Melting points were recorded using an Stanford Research System MPA100 Optimelt automated melting point apparatus, and were uncorrected.
Solid state IR spectra were recorded on a Perkin Elmer Paragon 1000 series FT-IR Spectrometer, fitted with a beam-condensing ATR accessory while IR spectra were recorded on a Perkin Elmer Paragon 1000 series FT-IR Spectrometer.
The enantiomeric excesses of the products were elucidated via GC which was performed on Perkin Elmer Clarus 480, each equipped with variable wavelength UV detectors, using chiral HPLC columns (250 × 4.6 mm).
Magnetic susceptibility was executed using Sherwood Scientific Ltd MK 1 Magnetic Susceptibility Balance.
Optical rotation measurements were performed using Bellingham & Stanley ADP410 Polarimeter.
Column chromatography was carried out using silica gel (200–300 mesh)
Unless otherwise stated, all chemical reagents and precursors were procured from commercial sources (i.e. Alfa Aesar, Sigma Aldrich and Acros) and used without purification.
The following compounds were prepared by following literature procedures: 2- (benzyloxy)ethanol (8a),12 2-(2,2-dimethyl-1,1-diphenylpropoxy) ethanol (8b),13 benzyl (10a) and methyl (10b) 2-(diethoxyphosphoryl) acetylcarbamates.10
The Jacobsen's and Shi's catalysts were prepared following the reported procedures.

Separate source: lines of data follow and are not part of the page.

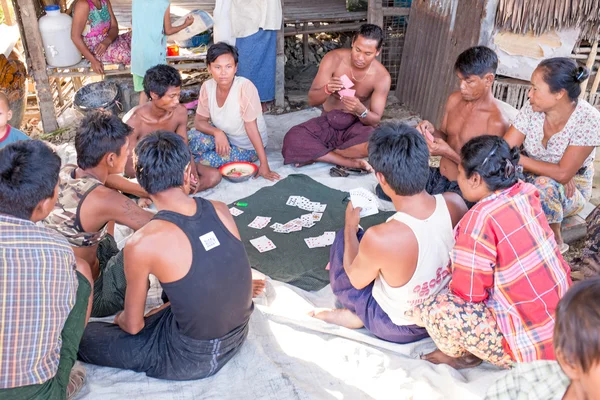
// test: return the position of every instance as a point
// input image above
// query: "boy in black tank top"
(192, 246)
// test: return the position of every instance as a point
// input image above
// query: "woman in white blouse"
(559, 134)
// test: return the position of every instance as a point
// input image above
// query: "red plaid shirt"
(506, 256)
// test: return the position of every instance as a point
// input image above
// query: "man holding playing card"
(471, 111)
(352, 86)
(193, 247)
(380, 274)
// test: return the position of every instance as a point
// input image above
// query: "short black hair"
(160, 78)
(218, 49)
(370, 31)
(99, 133)
(478, 60)
(493, 159)
(28, 174)
(576, 332)
(160, 161)
(564, 73)
(399, 152)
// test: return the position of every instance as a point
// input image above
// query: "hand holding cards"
(360, 197)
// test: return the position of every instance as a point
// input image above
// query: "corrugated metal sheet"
(439, 30)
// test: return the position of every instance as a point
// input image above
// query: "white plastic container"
(55, 28)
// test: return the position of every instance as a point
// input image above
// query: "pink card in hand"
(346, 81)
(429, 136)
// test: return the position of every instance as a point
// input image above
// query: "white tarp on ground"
(289, 355)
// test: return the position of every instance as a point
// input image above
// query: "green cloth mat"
(292, 261)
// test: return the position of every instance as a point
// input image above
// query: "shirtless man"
(86, 209)
(341, 134)
(162, 85)
(472, 111)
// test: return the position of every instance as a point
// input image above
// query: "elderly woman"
(507, 274)
(95, 32)
(559, 134)
(237, 130)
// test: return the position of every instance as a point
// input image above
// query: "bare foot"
(438, 357)
(258, 286)
(341, 316)
(300, 165)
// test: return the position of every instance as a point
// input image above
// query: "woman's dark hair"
(218, 49)
(564, 73)
(493, 159)
(576, 333)
(28, 174)
(399, 152)
(160, 78)
(160, 160)
(100, 133)
(370, 31)
(479, 60)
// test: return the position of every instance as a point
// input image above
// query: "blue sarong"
(257, 60)
(362, 303)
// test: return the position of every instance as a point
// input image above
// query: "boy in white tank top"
(379, 274)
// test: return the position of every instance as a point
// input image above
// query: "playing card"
(346, 81)
(263, 244)
(347, 92)
(235, 211)
(259, 222)
(316, 217)
(292, 200)
(429, 136)
(364, 199)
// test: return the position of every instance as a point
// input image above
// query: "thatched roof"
(539, 16)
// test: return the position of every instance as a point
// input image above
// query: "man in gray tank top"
(379, 274)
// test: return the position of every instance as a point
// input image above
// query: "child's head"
(28, 179)
(5, 113)
(162, 85)
(398, 153)
(102, 138)
(487, 164)
(577, 336)
(162, 161)
(222, 59)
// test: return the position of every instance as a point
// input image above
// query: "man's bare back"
(143, 122)
(464, 120)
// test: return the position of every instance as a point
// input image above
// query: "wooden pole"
(36, 62)
(280, 63)
(589, 65)
(6, 11)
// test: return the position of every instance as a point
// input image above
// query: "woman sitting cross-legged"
(507, 274)
(237, 130)
(559, 133)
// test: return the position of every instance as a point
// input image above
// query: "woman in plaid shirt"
(507, 271)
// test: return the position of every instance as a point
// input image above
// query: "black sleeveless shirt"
(215, 296)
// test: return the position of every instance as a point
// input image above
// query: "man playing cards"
(380, 274)
(352, 86)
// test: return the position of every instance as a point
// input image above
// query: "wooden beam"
(280, 65)
(6, 11)
(36, 62)
(589, 65)
(293, 31)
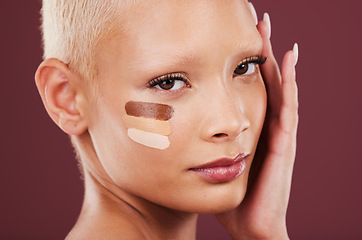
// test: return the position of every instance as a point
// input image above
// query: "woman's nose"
(224, 118)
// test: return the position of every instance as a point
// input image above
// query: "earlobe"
(57, 87)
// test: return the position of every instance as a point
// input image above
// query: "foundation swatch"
(148, 123)
(149, 139)
(149, 110)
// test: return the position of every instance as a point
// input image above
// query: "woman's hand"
(262, 214)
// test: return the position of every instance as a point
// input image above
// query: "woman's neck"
(110, 212)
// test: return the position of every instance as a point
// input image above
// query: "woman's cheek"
(148, 123)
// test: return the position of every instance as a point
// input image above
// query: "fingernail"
(266, 19)
(253, 12)
(296, 52)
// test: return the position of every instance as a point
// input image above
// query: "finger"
(270, 70)
(289, 107)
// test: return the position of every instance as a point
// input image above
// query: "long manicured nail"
(296, 52)
(253, 12)
(266, 19)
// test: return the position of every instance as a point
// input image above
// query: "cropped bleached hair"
(73, 28)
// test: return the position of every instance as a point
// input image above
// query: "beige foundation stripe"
(148, 125)
(148, 139)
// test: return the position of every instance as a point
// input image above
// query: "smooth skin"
(262, 214)
(114, 207)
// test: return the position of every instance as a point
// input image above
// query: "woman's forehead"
(181, 29)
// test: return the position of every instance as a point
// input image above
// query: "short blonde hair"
(73, 28)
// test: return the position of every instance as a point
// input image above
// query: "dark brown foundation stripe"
(149, 110)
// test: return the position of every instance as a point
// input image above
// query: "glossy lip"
(222, 170)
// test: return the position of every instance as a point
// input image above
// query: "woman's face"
(180, 88)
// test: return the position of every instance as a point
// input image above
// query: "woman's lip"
(222, 170)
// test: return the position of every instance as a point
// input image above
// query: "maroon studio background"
(41, 191)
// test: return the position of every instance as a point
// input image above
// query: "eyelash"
(168, 77)
(259, 60)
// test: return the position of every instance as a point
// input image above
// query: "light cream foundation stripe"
(148, 125)
(148, 139)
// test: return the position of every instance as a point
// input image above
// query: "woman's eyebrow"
(252, 46)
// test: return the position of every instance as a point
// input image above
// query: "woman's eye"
(170, 84)
(245, 69)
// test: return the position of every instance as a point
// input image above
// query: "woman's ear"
(57, 87)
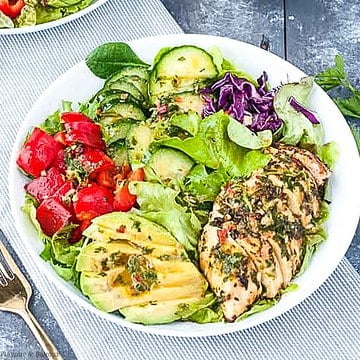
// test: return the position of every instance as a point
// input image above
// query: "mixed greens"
(20, 13)
(142, 163)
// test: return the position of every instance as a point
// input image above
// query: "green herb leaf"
(109, 58)
(334, 76)
(356, 132)
(351, 106)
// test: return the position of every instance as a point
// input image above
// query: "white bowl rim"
(54, 23)
(166, 329)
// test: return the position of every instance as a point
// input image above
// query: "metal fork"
(15, 292)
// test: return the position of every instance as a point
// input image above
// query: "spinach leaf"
(109, 58)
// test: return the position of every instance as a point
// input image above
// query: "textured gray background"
(308, 32)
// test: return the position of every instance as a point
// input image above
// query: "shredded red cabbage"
(300, 108)
(250, 105)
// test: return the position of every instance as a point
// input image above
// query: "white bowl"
(79, 84)
(51, 24)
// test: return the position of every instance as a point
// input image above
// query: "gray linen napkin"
(325, 326)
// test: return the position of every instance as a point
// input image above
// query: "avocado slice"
(132, 262)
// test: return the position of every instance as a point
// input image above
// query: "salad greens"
(109, 58)
(171, 145)
(335, 78)
(34, 12)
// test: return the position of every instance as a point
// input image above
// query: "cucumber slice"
(115, 97)
(124, 111)
(189, 62)
(170, 164)
(124, 86)
(187, 101)
(138, 142)
(134, 71)
(114, 128)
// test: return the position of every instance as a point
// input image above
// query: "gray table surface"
(308, 33)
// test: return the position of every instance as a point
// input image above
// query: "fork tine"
(5, 268)
(3, 281)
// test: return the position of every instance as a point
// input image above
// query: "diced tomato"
(52, 216)
(87, 133)
(38, 152)
(59, 161)
(222, 235)
(60, 138)
(95, 160)
(124, 173)
(11, 8)
(92, 201)
(76, 235)
(137, 175)
(106, 178)
(72, 116)
(62, 195)
(123, 199)
(45, 186)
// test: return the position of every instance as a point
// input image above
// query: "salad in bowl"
(182, 190)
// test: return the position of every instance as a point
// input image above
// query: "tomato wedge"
(93, 201)
(60, 138)
(123, 199)
(87, 133)
(59, 161)
(38, 152)
(72, 116)
(137, 175)
(52, 216)
(11, 8)
(45, 186)
(106, 178)
(95, 160)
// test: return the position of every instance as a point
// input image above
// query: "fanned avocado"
(133, 264)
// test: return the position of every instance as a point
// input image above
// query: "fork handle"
(45, 342)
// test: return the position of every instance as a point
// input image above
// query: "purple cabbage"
(253, 107)
(300, 108)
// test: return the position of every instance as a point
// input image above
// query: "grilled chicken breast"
(253, 244)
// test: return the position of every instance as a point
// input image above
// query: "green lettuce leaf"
(203, 311)
(158, 203)
(356, 133)
(27, 16)
(259, 306)
(329, 154)
(5, 21)
(52, 123)
(244, 137)
(213, 131)
(203, 184)
(252, 161)
(29, 208)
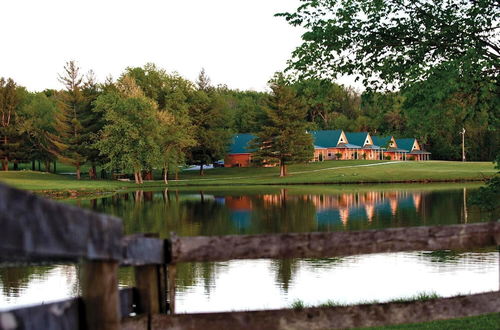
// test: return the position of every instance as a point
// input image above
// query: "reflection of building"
(417, 200)
(370, 211)
(344, 215)
(347, 207)
(241, 210)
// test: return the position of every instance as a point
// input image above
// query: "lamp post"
(463, 143)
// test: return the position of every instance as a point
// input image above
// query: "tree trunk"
(5, 163)
(94, 172)
(282, 168)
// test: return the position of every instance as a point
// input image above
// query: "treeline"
(149, 118)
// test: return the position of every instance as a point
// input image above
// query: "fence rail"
(38, 230)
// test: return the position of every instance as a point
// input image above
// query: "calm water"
(259, 284)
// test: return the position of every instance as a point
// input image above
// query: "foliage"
(400, 42)
(129, 137)
(36, 122)
(69, 124)
(211, 121)
(284, 138)
(9, 101)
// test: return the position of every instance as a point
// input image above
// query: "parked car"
(219, 163)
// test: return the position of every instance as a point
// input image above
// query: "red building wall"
(237, 160)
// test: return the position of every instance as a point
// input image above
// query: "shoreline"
(96, 193)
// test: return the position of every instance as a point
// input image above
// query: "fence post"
(147, 284)
(100, 295)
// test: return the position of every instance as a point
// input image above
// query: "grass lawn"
(482, 322)
(328, 172)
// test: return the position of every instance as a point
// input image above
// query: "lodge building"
(338, 145)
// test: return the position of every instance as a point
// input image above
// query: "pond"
(262, 284)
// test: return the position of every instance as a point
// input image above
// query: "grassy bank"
(483, 322)
(328, 172)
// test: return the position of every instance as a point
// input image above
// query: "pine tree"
(284, 138)
(92, 122)
(211, 121)
(9, 101)
(70, 122)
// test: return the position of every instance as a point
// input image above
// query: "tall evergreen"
(70, 123)
(9, 101)
(211, 121)
(284, 138)
(92, 122)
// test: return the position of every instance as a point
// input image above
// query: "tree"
(284, 138)
(36, 122)
(9, 101)
(211, 121)
(396, 41)
(129, 139)
(70, 123)
(92, 122)
(450, 49)
(173, 139)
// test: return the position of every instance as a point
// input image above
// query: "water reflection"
(281, 210)
(241, 284)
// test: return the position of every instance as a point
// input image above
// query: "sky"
(239, 43)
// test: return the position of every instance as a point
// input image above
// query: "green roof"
(405, 144)
(327, 138)
(382, 141)
(357, 138)
(240, 143)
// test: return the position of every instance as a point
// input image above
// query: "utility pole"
(463, 143)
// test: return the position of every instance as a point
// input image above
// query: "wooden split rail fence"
(34, 230)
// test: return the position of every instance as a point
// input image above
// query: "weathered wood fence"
(34, 230)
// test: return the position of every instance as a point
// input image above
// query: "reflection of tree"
(285, 270)
(292, 214)
(15, 279)
(324, 262)
(441, 256)
(190, 213)
(189, 273)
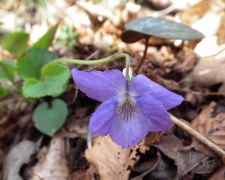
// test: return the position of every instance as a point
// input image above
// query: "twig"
(144, 55)
(197, 135)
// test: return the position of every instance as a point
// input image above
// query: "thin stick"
(198, 136)
(144, 55)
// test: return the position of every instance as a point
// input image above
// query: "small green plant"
(39, 80)
(68, 37)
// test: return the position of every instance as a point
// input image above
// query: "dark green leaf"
(54, 79)
(7, 70)
(158, 27)
(49, 119)
(15, 43)
(46, 40)
(31, 61)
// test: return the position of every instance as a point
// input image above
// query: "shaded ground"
(192, 69)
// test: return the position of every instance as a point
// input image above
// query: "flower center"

Larrow, J.F., Jacobsen, E.N., Org. Synth., 1999, 75, 1. (http://www.orgsyn.org/Content/pdfs/procedures/V75P0001.pdf
)
Tu, Y., Frohn, Z.-X., Wang, Shi, Y., Org Synth., 2003, 80, 1.(http://www.orgsyn.org/Content/pdfs/procedures/v80p0001.pdf
)
Jacobsens catalyst
Synthesis of (R,R)-1,2-Diammoniumcyclohexane mono-(+)-tartrate.
L-(+)-Tartaric acid (0.80 g, 5.33 mmol) is added into 20 mL of distilled water with 1.02 mL (10.66 mmol, 2.0 eq) of racemic trans-1,2-diaminocyclohexane added. A slurry is formed initially but complete dissolution is observed once addition is complete.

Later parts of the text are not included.